But they all fall short of the cross.
We as believers need to abandon all hope in ourselves, in our plans, in our passions, and regroup.
In the movies there are many good and brave warriors fighting the battles against evil. But the true visionaries - the chosen ones - always know something that ordinary soldiers don't: that the most powerful weapons and the enemy's greatest weak points always lie at a monumental source, a sacred place, a tiny blip on the map which can set the world ablaze.
And our source is the cross. The absolute powerhouse of why we fight.
Just as all roads lead to Rome, all causes lead back to the cross.
When we preach the Gospel in order to inspire support for a specific cause, a sour layer of selfishness is smeared on the work of Christ on the cross. We turn the end of sin into a means to the end of sin. And Christ will not be your middle-man. Not for anything.
Women's issues are a big part of my ministry. But it was not promoting women's rights that led me to Jesus; it was the other way around. I used to be a misogynist, with a very negative bent in the way I treated the opposite sex. Then I discovered Jesus, and marvelled at the revolutionary equality and love and respect with which he interacted with the women he encountered.
And so I brought my sinful nature toward women to the cross.
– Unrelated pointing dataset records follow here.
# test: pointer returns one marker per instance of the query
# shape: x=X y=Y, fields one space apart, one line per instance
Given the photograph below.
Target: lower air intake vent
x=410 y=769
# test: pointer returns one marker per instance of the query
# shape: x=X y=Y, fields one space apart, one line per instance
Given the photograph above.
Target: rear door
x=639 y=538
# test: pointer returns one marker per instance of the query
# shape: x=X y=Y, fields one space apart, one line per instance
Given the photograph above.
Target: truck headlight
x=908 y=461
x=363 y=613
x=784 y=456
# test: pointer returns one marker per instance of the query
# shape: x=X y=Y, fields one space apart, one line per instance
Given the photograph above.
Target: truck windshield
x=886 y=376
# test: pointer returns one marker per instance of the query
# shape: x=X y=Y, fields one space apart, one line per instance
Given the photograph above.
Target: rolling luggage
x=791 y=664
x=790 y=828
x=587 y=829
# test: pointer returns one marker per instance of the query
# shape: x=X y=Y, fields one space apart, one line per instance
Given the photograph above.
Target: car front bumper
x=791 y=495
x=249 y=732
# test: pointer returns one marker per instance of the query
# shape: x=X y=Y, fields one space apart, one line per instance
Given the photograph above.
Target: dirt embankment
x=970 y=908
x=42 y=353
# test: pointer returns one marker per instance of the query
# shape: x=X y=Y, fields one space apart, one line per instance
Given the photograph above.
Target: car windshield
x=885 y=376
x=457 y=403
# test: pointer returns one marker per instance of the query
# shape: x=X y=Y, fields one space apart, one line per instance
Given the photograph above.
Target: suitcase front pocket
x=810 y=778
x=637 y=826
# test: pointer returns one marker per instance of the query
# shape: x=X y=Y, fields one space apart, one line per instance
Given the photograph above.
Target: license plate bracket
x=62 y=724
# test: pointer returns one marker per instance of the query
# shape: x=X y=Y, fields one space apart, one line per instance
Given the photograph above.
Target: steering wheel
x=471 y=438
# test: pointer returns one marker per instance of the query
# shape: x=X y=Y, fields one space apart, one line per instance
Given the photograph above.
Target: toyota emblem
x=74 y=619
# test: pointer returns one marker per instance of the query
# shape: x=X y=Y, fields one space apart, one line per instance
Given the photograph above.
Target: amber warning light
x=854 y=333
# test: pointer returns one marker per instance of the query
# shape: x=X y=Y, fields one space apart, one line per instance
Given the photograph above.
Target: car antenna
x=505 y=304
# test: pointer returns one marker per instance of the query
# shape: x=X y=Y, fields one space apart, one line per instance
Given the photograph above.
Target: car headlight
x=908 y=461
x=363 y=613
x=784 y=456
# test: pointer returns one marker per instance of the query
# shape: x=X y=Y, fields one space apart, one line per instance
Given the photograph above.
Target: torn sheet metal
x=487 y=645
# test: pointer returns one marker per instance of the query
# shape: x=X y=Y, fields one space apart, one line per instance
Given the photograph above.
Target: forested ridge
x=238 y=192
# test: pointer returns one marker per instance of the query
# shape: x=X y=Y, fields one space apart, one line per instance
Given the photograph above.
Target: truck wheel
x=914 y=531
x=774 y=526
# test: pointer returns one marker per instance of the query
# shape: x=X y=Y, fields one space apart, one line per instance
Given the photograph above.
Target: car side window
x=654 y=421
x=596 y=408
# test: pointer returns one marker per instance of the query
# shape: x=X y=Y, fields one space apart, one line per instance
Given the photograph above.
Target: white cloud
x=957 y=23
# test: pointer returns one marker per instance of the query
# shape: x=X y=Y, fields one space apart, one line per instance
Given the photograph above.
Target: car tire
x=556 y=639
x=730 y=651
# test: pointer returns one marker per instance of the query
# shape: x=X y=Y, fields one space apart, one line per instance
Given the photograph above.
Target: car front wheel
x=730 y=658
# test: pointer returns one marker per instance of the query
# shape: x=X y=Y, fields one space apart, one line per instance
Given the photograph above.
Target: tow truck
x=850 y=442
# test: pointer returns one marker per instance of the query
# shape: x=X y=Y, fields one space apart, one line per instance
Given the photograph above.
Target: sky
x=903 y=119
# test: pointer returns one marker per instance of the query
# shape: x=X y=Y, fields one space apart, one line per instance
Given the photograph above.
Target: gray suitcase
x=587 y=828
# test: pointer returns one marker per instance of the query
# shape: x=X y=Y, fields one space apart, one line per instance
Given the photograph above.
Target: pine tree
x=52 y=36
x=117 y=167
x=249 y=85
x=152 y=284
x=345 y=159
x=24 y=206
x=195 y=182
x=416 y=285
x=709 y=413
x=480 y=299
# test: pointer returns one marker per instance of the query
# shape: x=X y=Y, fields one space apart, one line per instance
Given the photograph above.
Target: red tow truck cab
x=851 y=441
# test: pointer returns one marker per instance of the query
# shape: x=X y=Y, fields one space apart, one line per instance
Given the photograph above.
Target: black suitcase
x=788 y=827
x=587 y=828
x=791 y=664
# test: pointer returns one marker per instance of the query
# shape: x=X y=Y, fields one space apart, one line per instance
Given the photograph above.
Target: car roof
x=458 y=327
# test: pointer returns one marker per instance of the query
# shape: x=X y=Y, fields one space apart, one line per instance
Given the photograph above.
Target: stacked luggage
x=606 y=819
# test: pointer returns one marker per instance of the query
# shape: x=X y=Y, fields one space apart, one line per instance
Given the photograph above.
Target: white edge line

And I left it there.
We are commanded by Christ in Matthew 6:33 to seek first His kingdom and His righteousness, and this command works in direct cooperation with The Great Commission in Matthew 28:19:
Go therefore and make disciples of all the nations, baptizing them in the name of the Father and the Son and the Holy Spirit.
We are not meant to call people to the things we feel passionate about as Christians. We are meant to call people to Jesus. The work he does in the heart of every man, woman and child who accepts him as their Saviour is immeasurably more powerful than any money we donate, any sign we hold up in the street, and any petty controversy we add to the raging grease-fire of our sad, misguided society.
When you let Jesus be your cause, eternity wins. Were you to spend a thousand years fighting your own battles, you could not accomplish one billionth of what Jesus can accomplish if you surrender your battles to him, and let him fight through you.